El ambiente que ha dominado al PRD en los últimos tiempos se asemeja mucho a una casa de orates o a lo que ocurre en una embarcación que queda al garete, sin rumbo ni destino, con dos timoneles a bordo que no logran ponerse de acuerdo.
Aunque legítimos, los proyectos presidenciales que afloran y las proclamas que hacen en este momento lucen fuera de lugar, toda vez que pretenden moverse en un navío que sigue a la deriva por una crisis interna que no ha podido ser superada.
¿Cómo es posible llevar adelante esos proyectos en medio de la crucial tarea inconclusa de buscar la unidad? ¿No se corre un serio peligro de resquebrajar aún más los fragmentos provocados por irracionales enfrentamientos entre sus dirigentes?
Todas estas preguntas bullen en los corrillos políticos y en diferentes círculos de opinión pública, mientras la confrontación sigue siendo el estandarte y el signo más visible en el partido del jacho prendido.
Los que sin visión excluyente, grupal o partidaria ni pasión política aprecian al PRD por su histórica contribución a la democracia nacional, observan con mucha pena y preocupación la situación por la que atraviesa el partido blanco.
Fuera de sus conflictos y rebatiñas internas, que han sido una constante desde su fundación, es innegable el aporte del PRD a la conquista y defensa de las libertades públicas en el país, y su debilitamiento le impediría seguir jugando un rol de primer orden en la correlación de fuerzas políticas.
Quienes más deberían entender esto y reencauzar ese partido por rutas de reconciliación y unidad deberían ser sus principales dirigentes, dejando atrás facciones o ambiciones desbordadas para dar paso a un clima de equilibrio y entendimiento.
Los perredeístas, en especial su dirigencia histórica y la que controla actualmente sus principales organismos, deberían deponer su actitud y dirimir sus diferencias sin la posibilidad de actos de canibalismo político, tomando en cuenta que el PRD no es propiedad de ningún grupo en particular.

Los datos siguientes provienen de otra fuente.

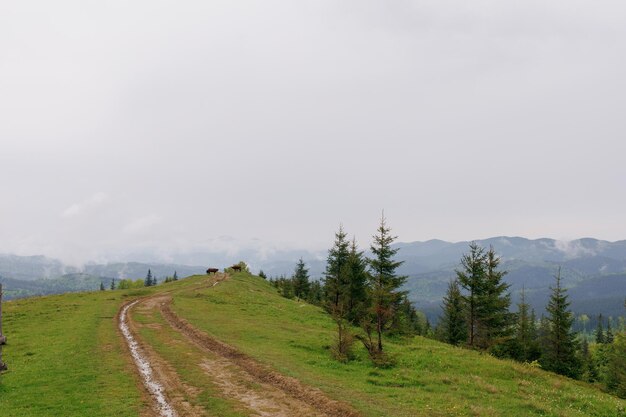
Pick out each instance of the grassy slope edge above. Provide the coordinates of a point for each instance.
(66, 358)
(431, 378)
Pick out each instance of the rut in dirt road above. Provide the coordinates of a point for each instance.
(153, 386)
(291, 387)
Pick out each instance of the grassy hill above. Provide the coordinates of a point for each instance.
(66, 357)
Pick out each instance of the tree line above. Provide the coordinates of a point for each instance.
(149, 281)
(476, 313)
(362, 294)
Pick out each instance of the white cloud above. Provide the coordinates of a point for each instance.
(142, 224)
(78, 208)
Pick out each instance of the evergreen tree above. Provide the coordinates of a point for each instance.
(526, 333)
(384, 282)
(609, 332)
(600, 339)
(453, 326)
(472, 277)
(616, 370)
(355, 273)
(495, 321)
(301, 280)
(335, 286)
(560, 353)
(148, 280)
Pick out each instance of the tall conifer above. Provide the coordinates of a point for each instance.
(559, 354)
(300, 280)
(384, 282)
(335, 283)
(471, 277)
(453, 323)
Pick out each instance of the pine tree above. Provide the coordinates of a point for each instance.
(495, 321)
(384, 282)
(616, 370)
(472, 278)
(526, 333)
(335, 285)
(355, 275)
(300, 280)
(560, 353)
(453, 324)
(609, 332)
(148, 281)
(600, 339)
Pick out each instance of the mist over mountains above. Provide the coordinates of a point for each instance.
(593, 270)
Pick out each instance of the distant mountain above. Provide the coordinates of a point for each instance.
(593, 270)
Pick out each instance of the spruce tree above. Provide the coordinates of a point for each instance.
(453, 324)
(148, 281)
(600, 339)
(526, 333)
(472, 277)
(335, 286)
(560, 353)
(495, 321)
(384, 282)
(355, 274)
(616, 370)
(300, 280)
(609, 332)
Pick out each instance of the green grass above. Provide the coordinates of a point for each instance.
(185, 358)
(430, 379)
(65, 358)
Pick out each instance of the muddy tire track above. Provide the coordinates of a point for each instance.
(153, 386)
(262, 373)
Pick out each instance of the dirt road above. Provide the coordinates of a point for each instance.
(254, 388)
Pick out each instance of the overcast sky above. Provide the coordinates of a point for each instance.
(172, 126)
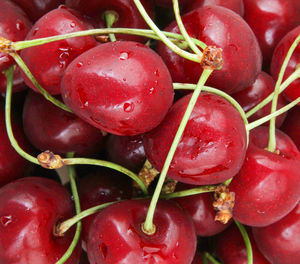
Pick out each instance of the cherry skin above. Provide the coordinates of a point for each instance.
(121, 87)
(230, 247)
(116, 235)
(292, 92)
(212, 147)
(48, 62)
(14, 26)
(221, 27)
(270, 21)
(30, 209)
(51, 128)
(280, 242)
(254, 94)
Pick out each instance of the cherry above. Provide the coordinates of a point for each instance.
(200, 208)
(230, 248)
(14, 25)
(48, 62)
(51, 128)
(270, 21)
(291, 125)
(126, 151)
(254, 94)
(221, 27)
(280, 242)
(292, 92)
(30, 209)
(116, 235)
(121, 87)
(212, 147)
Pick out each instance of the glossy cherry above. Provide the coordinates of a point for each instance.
(280, 242)
(48, 62)
(121, 87)
(292, 92)
(14, 26)
(116, 235)
(270, 21)
(51, 128)
(212, 147)
(254, 94)
(221, 27)
(30, 209)
(231, 248)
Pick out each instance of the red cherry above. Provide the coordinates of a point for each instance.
(280, 242)
(30, 209)
(254, 94)
(270, 21)
(221, 27)
(116, 235)
(51, 128)
(292, 92)
(212, 147)
(48, 62)
(120, 87)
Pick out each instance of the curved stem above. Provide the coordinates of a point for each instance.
(9, 76)
(272, 138)
(107, 164)
(49, 97)
(247, 241)
(148, 225)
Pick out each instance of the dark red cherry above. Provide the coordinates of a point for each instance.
(126, 151)
(270, 21)
(280, 242)
(98, 187)
(254, 94)
(221, 27)
(200, 208)
(51, 128)
(116, 235)
(292, 92)
(235, 5)
(121, 87)
(291, 125)
(212, 147)
(230, 247)
(48, 62)
(30, 209)
(14, 26)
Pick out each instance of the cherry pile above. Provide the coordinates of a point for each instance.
(150, 132)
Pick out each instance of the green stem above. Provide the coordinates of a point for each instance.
(72, 246)
(182, 28)
(107, 164)
(9, 76)
(49, 97)
(148, 225)
(272, 137)
(247, 241)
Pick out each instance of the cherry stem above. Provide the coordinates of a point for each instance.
(295, 75)
(49, 97)
(264, 119)
(9, 77)
(148, 226)
(107, 164)
(162, 36)
(247, 241)
(68, 253)
(183, 30)
(272, 137)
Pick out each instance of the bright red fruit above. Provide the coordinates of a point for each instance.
(120, 87)
(212, 147)
(116, 235)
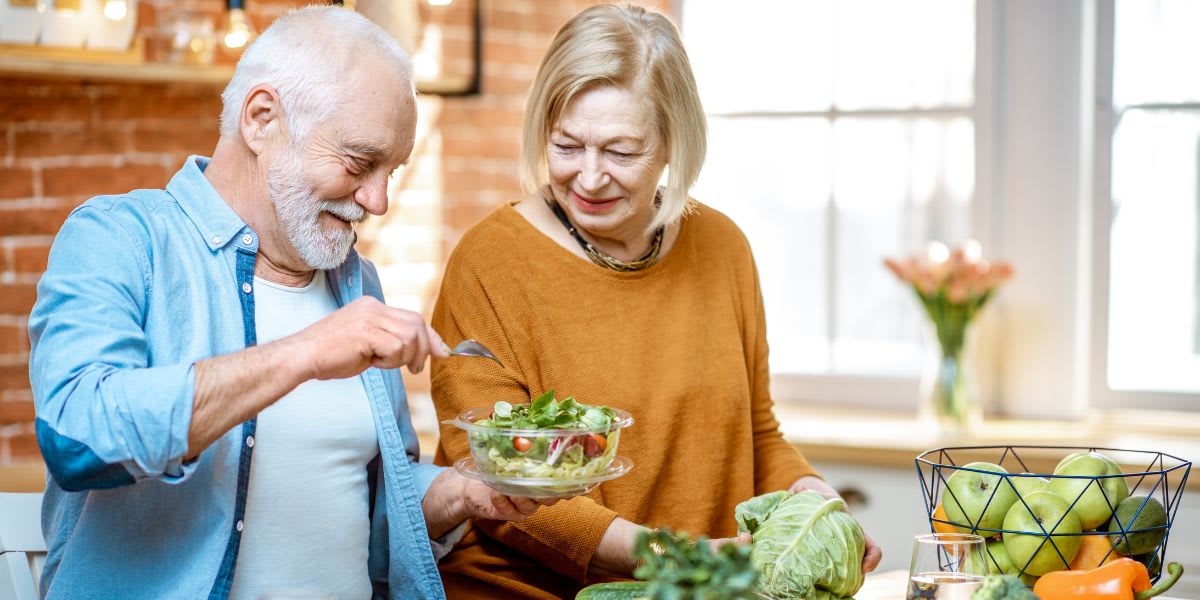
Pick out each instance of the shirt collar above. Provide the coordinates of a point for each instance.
(201, 202)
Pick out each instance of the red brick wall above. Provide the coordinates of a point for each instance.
(64, 142)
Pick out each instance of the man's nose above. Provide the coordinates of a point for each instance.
(372, 196)
(593, 174)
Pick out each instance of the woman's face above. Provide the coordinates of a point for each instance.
(605, 163)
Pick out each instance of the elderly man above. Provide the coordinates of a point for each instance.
(216, 376)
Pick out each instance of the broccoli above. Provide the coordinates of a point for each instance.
(1002, 587)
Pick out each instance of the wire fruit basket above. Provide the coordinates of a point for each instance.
(1051, 508)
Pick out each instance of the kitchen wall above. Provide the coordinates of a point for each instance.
(65, 141)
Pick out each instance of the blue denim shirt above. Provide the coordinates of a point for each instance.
(138, 288)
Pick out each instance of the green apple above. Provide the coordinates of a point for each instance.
(1084, 453)
(995, 559)
(1029, 483)
(976, 499)
(1098, 495)
(1048, 522)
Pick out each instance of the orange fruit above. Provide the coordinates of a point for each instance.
(1093, 550)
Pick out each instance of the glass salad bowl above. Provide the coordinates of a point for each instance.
(544, 449)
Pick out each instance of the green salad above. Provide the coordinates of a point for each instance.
(545, 445)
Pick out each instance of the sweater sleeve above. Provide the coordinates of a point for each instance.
(778, 465)
(564, 537)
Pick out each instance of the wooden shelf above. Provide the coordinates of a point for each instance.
(43, 63)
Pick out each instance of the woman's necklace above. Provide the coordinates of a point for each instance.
(604, 258)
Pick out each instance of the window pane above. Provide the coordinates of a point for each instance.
(911, 54)
(899, 183)
(1156, 52)
(1153, 259)
(747, 63)
(771, 175)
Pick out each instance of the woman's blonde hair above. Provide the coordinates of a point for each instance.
(627, 47)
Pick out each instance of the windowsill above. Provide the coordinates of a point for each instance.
(888, 438)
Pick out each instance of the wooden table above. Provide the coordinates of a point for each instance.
(883, 586)
(891, 586)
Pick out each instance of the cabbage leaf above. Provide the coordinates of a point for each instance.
(804, 545)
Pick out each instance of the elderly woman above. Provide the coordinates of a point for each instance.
(604, 286)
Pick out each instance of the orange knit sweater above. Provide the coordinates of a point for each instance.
(682, 346)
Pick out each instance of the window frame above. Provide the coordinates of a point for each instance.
(1107, 118)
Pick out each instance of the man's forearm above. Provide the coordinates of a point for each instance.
(233, 388)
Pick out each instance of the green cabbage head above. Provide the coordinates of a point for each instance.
(804, 545)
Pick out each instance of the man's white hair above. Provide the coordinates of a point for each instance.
(306, 55)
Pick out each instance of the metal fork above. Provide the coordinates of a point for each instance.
(471, 348)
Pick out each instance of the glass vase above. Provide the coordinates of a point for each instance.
(949, 394)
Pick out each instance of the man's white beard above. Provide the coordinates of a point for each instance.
(298, 208)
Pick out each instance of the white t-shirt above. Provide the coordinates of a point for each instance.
(307, 521)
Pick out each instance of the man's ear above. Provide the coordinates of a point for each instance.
(261, 115)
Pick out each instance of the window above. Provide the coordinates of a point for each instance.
(1150, 306)
(840, 132)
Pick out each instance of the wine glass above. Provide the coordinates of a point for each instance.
(946, 567)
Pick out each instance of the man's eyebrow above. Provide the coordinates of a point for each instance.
(371, 150)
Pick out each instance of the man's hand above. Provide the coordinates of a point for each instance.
(874, 553)
(364, 334)
(454, 498)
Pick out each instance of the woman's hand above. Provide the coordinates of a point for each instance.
(874, 553)
(453, 498)
(483, 502)
(741, 540)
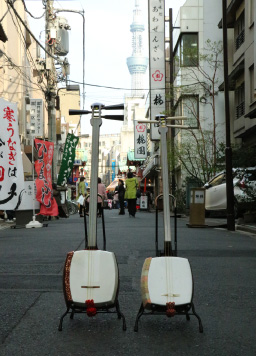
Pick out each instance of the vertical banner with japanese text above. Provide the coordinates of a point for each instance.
(67, 159)
(156, 62)
(36, 117)
(140, 140)
(43, 167)
(11, 166)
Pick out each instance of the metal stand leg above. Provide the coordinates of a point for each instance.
(120, 315)
(198, 317)
(61, 319)
(141, 311)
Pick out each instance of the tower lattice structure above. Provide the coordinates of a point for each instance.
(137, 63)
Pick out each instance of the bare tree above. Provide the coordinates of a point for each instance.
(198, 149)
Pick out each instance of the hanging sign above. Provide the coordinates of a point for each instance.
(36, 117)
(68, 159)
(140, 140)
(156, 63)
(11, 166)
(43, 167)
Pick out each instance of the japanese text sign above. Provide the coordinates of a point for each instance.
(11, 167)
(67, 159)
(140, 140)
(156, 62)
(43, 167)
(36, 117)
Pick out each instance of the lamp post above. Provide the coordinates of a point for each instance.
(228, 149)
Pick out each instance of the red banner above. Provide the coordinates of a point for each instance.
(43, 167)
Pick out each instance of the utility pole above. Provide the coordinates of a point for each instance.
(228, 149)
(51, 82)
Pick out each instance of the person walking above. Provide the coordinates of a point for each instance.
(81, 196)
(102, 192)
(121, 193)
(130, 193)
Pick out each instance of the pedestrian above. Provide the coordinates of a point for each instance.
(103, 194)
(81, 196)
(121, 193)
(116, 199)
(130, 193)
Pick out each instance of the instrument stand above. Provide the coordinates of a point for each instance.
(79, 305)
(160, 310)
(100, 310)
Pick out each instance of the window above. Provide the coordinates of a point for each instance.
(239, 99)
(186, 52)
(189, 50)
(220, 179)
(188, 106)
(239, 31)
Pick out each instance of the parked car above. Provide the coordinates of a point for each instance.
(244, 182)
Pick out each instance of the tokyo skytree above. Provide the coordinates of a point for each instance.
(137, 63)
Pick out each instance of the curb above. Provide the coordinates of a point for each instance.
(246, 228)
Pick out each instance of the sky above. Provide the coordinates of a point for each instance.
(108, 43)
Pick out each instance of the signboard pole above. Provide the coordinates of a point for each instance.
(33, 223)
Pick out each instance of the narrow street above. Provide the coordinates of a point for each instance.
(32, 302)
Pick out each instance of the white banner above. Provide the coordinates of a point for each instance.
(29, 201)
(11, 167)
(36, 117)
(140, 140)
(156, 62)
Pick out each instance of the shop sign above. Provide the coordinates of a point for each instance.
(11, 166)
(156, 62)
(140, 140)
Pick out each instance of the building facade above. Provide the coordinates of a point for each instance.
(242, 77)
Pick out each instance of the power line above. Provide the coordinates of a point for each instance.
(8, 2)
(25, 7)
(128, 89)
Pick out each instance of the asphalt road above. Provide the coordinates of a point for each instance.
(31, 266)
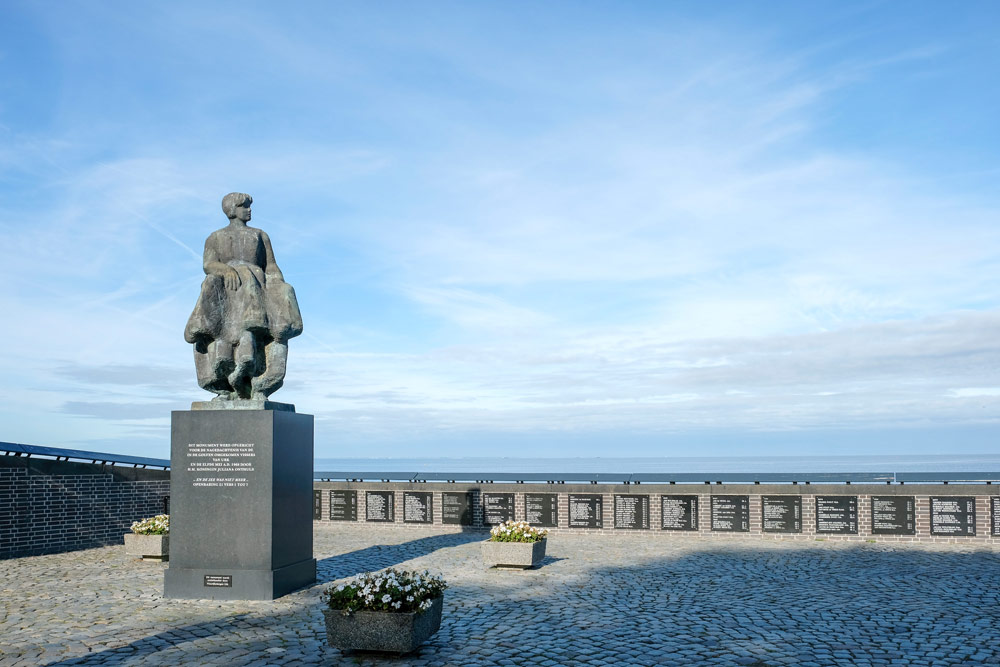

El debilitamiento de un partido de gran arraigo popular como el PRD sería un golpe para la democracia y la alternabilidad en el poder, que es consustancial al ejercicio democrático y abriría las puertas a tránsfugas y mercaderes que montan partidos como tiendas de campaña para ofrecerlas al mejor postor. Es hora que de la prudencia y la serenidad se impongan.